Corrían hacia él dos hombres que lo apuntaban con pistolas.

—¿Quiénes son ustedes? —preguntó Yitzhak, aunque con una voz que hasta a él mismo le pareció débil—. ¿Qué quieren?

No obtuvo respuesta. Uno de los hombres era grande, robusto y de aspecto feroz; el otro era pequeño y nervudo, de cara maligna. El hombre de menor estatura arrebató la llave de la mano de Yitzhak y abrió la puerta, y el hombre grande le hizo entrar de un empujón. La puerta se cerró a sus espaldas con un clic ominoso.

CAPÍTULO
47

Atenas, Grecia

El amigo del Carnívoro llevó a Eva y a Judd en su avioneta hasta el aeropuerto internacional de Atenas, y allí tomaron el ferrocarril de cercanías Proastiakos hacia el noroeste, a través de la noche, e hicieron transbordo a la línea tres de metro, que los llevaría hasta la ciudad. Habían estado bien atentos a la presencia de cualquier persona que pareciera demasiado interesada por ellos. El vagón del metro estaba abarrotado; los viajeros dormían o hablaban en voz baja. Eva estaba impaciente por llegar a un hotel donde pudieran estar solos y ella tuviera la oportunidad de enrollar la tira de cuero alrededor de la escítala para traducir el resto del mensaje de Charles.

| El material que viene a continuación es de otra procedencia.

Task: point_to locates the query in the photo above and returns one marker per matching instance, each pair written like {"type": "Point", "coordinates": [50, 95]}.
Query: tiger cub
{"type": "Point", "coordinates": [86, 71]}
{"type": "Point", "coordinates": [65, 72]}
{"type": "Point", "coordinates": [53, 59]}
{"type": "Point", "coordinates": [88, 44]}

Iba mirando por la ventanilla; el metro pasaba velozmente ante casas y edificios de pisos construidos con el estilo arquitectónico de bloque de cemento, generalizado en la arquitectura griega moderna. De cuando en cuando se apreciaban ruinas antiguas, iluminadas entre la noche. La yuxtaposición de lo nuevo con lo antiguo resultaba tranquilizadora en cierto modo; el pasado venía al encuentro del presente y hacía que pareciera posible el futuro. Eva se aferró a sus esperanzas de futuro, sentada junto a Judd y muy consciente de su presencia. Judd tenía muchas cosas que le gustaban…, pero también algo que le daba miedo.

Le miró las manos, que Judd llevaba apoyadas en los muslos, y recordó la estatua de David, gran obra maestra de Miguel Ángel, en Florencia. Miguel Ángel había dicho que, cuando se había puesto a tallar el mármol, este había dejado al descubierto las manos de un matador. Las manos de Judd se parecía a las del
David
, muy grandes y fuertes, con venas destacadas. Pero al tallar el rostro de David, Miguel Ángel había desvelado una dulzura y una inocencia sutiles. Eva echó una mirada al rostro curtido de Judd, cuadrado y rudo bajo sus cabellos teñidos de rubio; su nariz aguileña, su buena mandíbula. Allí no había dulzura ni inocencia; solo fuerza de voluntad.

—¿Cuántos años tienes, Judd? —le preguntó.

A pesar de su estado constante de atención, el cuerpo de Judd parecía relajado. No había manera de saber con certeza cuánto tiempo tardaría Preston en enterarse de que el Carnívoro no los había eliminado. Preston podría estar persiguiéndolos ya.

—Treinta y dos —dijo él—. ¿Por qué?

—Yo también. Apuesto a que eso ya lo sabías.

—Figuraba en el
dossier
que me pasó Tucker. ¿Importa para algo mi edad?

—No. Pero pensé que podrías ser mayor. Has pasado por muchas cosas, ¿verdad?

Él la miró fijamente.

—¿Por qué dices eso?

—En la cárcel había mujeres que tenían un aire de… Es difícil describirlo. Supongo que diría que de haber tenido un pasado arduo. Tú eres algo así.

Lo que no le dijo era que aquellas mujeres procedían de entornos violentos, y que muchas de ellas estaban condenadas por asesinato u homicidio. No obstante, parecía que tenían la necesidad de pelearse, a pesar de que las consecuencias eran graves para ellas, ganasen o perdiesen en la pelea. Pero ella no había visto nunca a Judd comenzar una pelea, ni siquiera buscarla. Después, recordó con un escalofrío lo que había dicho él, que no quería tener más sangre en las manos.